KERR: Well, yes. And I think, to be honest, it has to be this; that there were 70-odd million people in Germany who were convinced this was the right thing to do. Hitler was, by all accounts, a man of enormous charm. We sort of forget all these things at our peril. It's easy to make them just sort of comic book villains, and make them just out-and-out horrible people. I think if we are going to understand them, we have to recognize quite often who and what they were. I remember when I was an undergraduate lawyer, I discovered, to my shock and horror, how many of the people who were in the SS, for instance, had been lawyers - not just lawyers at the sort of bureaucratic end, but lawyers who were actually in charge of murder squads. The reality is if we're honest, it's true that almost every country has committed terrible crimes on enormous industrial level. Russia massacred millions of people, so did China during the cultural revolution, so did several European countries, including Great Britain. And dare I say the Americans with the massacre of the American Indians? That was a population decimated beyond recovery, it seems to me.
WERTHEIMER: Do you think in these books that you set up Bernie Gunther to be the kind of everyman, the real German?
KERR: Yes. That was always my intention. Quite often, I'd paint him into a corner whereby we realize the sort of moral quandaries that would have faced most people. It's easy to imagine that we all behave in a heroic fashion. But I like to sort of - I mean, it certainly makes it more interesting from a writer's point of view when you're writing a novel to have a character who's not entirely good, who's ashamed of some of the things he's done. And he's always kind of haunted by memories of what he's seen and to some extent the memories of what he's done. He's aware of his own shortcomings.
WERTHEIMER: This is a kind of a dark sense of humor that you - where Bernie jokes about some of the things that he's done. This sort of darkness, is this a German thing, do you think?
KERR: In England, we often sort of imagine that the Germans don't really have a sense of humor at all, which is not true.
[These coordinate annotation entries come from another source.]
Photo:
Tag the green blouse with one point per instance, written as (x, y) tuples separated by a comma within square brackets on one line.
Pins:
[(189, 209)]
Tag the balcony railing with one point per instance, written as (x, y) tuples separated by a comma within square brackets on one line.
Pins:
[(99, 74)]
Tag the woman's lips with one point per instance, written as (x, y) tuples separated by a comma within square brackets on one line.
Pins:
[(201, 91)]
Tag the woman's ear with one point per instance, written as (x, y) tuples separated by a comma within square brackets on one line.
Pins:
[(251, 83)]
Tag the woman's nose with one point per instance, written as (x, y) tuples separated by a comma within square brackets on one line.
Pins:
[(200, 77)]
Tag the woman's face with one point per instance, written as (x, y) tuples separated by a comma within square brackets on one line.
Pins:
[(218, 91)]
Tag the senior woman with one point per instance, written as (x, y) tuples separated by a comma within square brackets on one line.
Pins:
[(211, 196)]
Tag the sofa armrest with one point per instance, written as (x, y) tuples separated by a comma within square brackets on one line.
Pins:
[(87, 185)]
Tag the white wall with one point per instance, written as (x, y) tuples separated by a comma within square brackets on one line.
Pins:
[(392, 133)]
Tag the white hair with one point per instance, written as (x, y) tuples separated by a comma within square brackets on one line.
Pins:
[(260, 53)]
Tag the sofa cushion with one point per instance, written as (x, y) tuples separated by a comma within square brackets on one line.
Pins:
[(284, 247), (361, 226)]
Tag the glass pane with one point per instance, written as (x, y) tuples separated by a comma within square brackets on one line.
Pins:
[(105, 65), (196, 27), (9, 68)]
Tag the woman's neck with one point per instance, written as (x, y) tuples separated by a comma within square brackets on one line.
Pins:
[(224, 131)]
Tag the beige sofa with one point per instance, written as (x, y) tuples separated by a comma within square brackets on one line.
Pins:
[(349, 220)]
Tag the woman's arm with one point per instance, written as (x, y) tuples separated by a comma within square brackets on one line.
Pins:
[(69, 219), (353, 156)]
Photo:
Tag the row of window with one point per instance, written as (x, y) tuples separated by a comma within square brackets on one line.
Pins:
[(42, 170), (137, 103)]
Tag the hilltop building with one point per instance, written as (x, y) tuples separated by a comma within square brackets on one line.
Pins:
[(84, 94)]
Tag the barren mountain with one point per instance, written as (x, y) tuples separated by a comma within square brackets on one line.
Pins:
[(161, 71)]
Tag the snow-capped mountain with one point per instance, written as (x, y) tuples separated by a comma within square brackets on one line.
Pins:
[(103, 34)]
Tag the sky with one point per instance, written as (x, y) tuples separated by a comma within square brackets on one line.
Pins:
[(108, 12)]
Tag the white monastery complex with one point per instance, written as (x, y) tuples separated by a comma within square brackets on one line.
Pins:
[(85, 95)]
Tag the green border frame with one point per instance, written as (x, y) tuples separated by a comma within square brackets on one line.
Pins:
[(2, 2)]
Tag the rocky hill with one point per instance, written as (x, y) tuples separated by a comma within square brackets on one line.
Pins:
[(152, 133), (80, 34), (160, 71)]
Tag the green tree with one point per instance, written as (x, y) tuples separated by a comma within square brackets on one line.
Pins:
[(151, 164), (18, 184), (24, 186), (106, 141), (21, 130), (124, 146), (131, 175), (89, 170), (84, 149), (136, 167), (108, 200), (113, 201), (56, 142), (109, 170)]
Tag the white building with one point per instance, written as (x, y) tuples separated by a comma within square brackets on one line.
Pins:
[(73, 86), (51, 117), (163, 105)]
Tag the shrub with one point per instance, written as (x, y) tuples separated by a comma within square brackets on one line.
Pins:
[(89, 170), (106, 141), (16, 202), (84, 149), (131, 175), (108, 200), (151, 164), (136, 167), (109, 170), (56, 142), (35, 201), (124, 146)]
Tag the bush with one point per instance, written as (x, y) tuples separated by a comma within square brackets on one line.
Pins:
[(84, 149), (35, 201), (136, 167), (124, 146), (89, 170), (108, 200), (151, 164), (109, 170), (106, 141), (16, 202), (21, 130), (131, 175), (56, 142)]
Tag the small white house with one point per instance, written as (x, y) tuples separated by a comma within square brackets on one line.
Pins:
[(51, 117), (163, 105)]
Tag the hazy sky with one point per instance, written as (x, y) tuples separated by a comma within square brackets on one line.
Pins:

Berliners have a fantastically sharp, brittle sense of humor. It's very jagged. Sometimes it's a bit cruel. The English actually have quite a deep understanding of cruel humor. So, I sort of feel - I've always felt, as Berlin was a kind of sort of state of mind, that it was a state of mind that I could get in touch with myself fairly easily. I guess people would imagine that if you were an ordinary German it would be terribly difficult to make jokes and get away with it. But the humor's really the only way he has of resisting the Nazis.
WERTHEIMER: Philip Kerr's newest Bernie Gunther novel - the one we've been talking about - is called "Prague Fatale." Mr. Kerr, thank you very much.